The defense rested Monday in the Etan Patz murder case after calling another jailhouse informant to the witness stand, testimony that the defense hopes suggests that someone else might have killed the young boy. NY1's Michael Herzenberg filed the following report.

Pedro Hernandez stands accused of kidnapping and murdering Etan Patz, but you might not know it sitting in court over the last 10 days, as his name has hardly been mentioned.

The defense's case has focused on convicted pedophile Jose Ramos, his picture often up on a screen in the courtroom.  

On Monday, a jailhouse informant claimed Ramos said he knew where Etan Patz waited for the school bus every morning, and even once asked whether there was a statute of limitations on kidnapping and murder.  

The ex-con claimed Ramos "kept on ranting and raving about there being no body," but under cross-examination Monday, the witness admitted that Ramos also denied several times having anything to do with Etan's disappearance.

Last week, another shady witness, a long-time con man, claimed that Ramos even made a map of the abduction.
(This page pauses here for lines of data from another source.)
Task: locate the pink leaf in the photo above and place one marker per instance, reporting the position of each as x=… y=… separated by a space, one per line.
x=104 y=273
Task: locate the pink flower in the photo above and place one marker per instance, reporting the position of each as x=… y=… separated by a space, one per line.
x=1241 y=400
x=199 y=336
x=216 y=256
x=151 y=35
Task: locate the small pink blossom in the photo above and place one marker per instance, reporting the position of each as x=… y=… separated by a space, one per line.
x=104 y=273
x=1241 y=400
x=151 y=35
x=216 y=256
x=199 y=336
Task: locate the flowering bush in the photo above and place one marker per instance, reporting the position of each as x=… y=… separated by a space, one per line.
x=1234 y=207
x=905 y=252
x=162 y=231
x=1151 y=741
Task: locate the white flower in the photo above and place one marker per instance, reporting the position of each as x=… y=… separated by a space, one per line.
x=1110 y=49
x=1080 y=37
"All informants are questionable because they have criminal histories, but these were vetted by the U.S. attorney's office and the FBI," said Harvey Fishbein, Hernandez's defense attorney.

The defense tried to bolster the testimony of the informants by calling a former top FBI agent who led the Patz investigation 20 years ago. The former agent said the testimony of the informants was "truthful enough" to get permission to secretly record conversations in Ramos' prison cell.

Another defense witness, a retired federal prosector, testified that Ramos told him he was 90 percent sure he picked up Etan and tried to molest him the day the boy vanished in 1979. 

Prosecutors, however, tried to paint him as a sloppy investigator with an agenda to lock up Ramos. They argue that it was Pedro Hernandez who strangled Etan in the basement of the SoHo bodega where he worked.

Hernandez confessed to at least five people over the years and to authorities on tape. The defense claims those confessions were the product of mental illness.

Next, the government will present several days of rebuttal witnesses, including Etan's mother, who may testify as soon as Tuesday.